Analysts doubt that Moscow and the alliance may go farther than cooperation on particular issues. “Russia now needs balanced working relations with NATO – and no more,” Expert magazine said. “Trying to quickly make positions closer will harm our security and bring the risk of new conflicts with the West in the future.”
The Russia-US reset clearly gives a good chance to bringing the relations to a new, more trusted level, the magazine wrote. “As for the relations with NATO, they must have inevitably become one of the key issues,” it added.
However, this may bring a number of strategic risks, the magazine said. “Evident misbalance of strategic and economic potentials does not allow Moscow to mistake.” It may occur that “a new round of flirting with the West will not strengthen Russia’s security, but weaken it.”
Among other things, Russia and the alliance see differently the goals of the creation of European missile shield, the magazine said. Russian participation will only be a supporting part of the project. It may “legalize the system, but will not bring guarantees of security and influence to Russia,” it added.
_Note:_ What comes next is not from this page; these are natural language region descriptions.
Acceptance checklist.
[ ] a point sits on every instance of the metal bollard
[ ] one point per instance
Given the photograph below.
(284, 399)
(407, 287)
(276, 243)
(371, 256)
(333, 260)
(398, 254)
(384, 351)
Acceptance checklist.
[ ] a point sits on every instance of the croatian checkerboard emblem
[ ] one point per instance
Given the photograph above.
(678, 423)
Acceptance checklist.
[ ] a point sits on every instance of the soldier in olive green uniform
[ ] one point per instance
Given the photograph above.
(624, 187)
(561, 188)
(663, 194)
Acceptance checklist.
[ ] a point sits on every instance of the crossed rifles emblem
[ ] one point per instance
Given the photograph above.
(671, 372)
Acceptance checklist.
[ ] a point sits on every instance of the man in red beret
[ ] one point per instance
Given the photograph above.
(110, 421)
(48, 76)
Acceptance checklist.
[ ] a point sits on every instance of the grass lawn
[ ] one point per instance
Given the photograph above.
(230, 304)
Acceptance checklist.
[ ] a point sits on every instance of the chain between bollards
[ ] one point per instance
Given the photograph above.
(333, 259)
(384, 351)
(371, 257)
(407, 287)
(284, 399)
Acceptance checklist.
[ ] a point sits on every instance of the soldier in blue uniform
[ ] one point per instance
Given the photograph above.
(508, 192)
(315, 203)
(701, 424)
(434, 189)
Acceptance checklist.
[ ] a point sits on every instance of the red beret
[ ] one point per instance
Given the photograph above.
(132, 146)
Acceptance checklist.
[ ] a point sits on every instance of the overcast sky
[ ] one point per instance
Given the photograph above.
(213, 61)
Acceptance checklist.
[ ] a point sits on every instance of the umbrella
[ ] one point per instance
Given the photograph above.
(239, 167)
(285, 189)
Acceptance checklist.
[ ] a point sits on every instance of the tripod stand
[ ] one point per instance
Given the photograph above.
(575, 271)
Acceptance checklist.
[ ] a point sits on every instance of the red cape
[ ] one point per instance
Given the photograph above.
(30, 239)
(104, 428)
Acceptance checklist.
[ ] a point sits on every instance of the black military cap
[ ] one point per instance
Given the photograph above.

The issue of the level of possible Russia’s integration is even more complicated. Russia is not interested in a position of a partner and will need the right of veto on a number of problem. At the same time, Moscow is not interested in a deep integration to NATO structures, the magazine said.
“Russia and NATO have different global views,” the magazine said. “We have different adversaries and partners. In addition, Russia now remains a kind of intermediary state between Western and Eastern countries.”
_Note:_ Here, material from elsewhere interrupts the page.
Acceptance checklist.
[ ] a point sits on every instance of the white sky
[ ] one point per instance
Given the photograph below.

“Russia cannot become economically prosperous country confronting the US and European Union,” the magazine noted. “But the Americans and Europeans should decide at last whether they see Russia as an ally or a dangerous geopolitical competitor. Until the West finds an answer to this question, no breakthroughs in our relations are possible.”
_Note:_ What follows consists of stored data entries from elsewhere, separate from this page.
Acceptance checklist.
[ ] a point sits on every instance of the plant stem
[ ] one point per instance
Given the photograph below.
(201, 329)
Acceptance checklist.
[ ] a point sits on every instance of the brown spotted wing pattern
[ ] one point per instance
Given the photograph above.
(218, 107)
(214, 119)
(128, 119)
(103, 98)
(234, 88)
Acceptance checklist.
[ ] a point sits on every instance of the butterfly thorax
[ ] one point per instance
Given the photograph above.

Not only is the idea of Russia’s admission to NATO being discussed by analysts, but also the report considering this proposal has been prepared by the Institute of Contemporary Development for the president, Itogi magazine wrote. However, contrary to tradition, the document has not been published.
Russia’s envoy to NATO Dmitry Rogozin, commenting on the idea, said Moscow’s joining NATO was impossible. After the enlargement and admission of the Baltic and Eastern European countries the alliance will never invite Russia, he told the magazine. “For those who escaped the Soviet Union to NATO, the appearance of ‘the Russian Bear’ at the door is a nightmare,” he said. “We could have discussed this topic when NATO had 15-16 member states,” the envoy added.
Russia could be interested in joining the alliance only “if the country exhausted all internal resources to ensure its own security,” he stressed. “But it is not the case. We have a strategic potential of containment, we are reforming armed forces and planning serious purchasing of military equipment.”
Aleksey Arbatov, the head of the Center for International Security of the Institute of World Economy and International Relations, does not see any provocation in the idea of Russia’s admission to NATO.
There are different attitudes among the political elite, he noted. The proposal may probably have fewer supporters than different forms of cooperation with the alliance. In this case, “Moscow will not have to stand in line and wait to be invited,” Arbatov told the magazine. “The idea of a union with NATO on particular directions has already been approved at the highest level,” he stressed.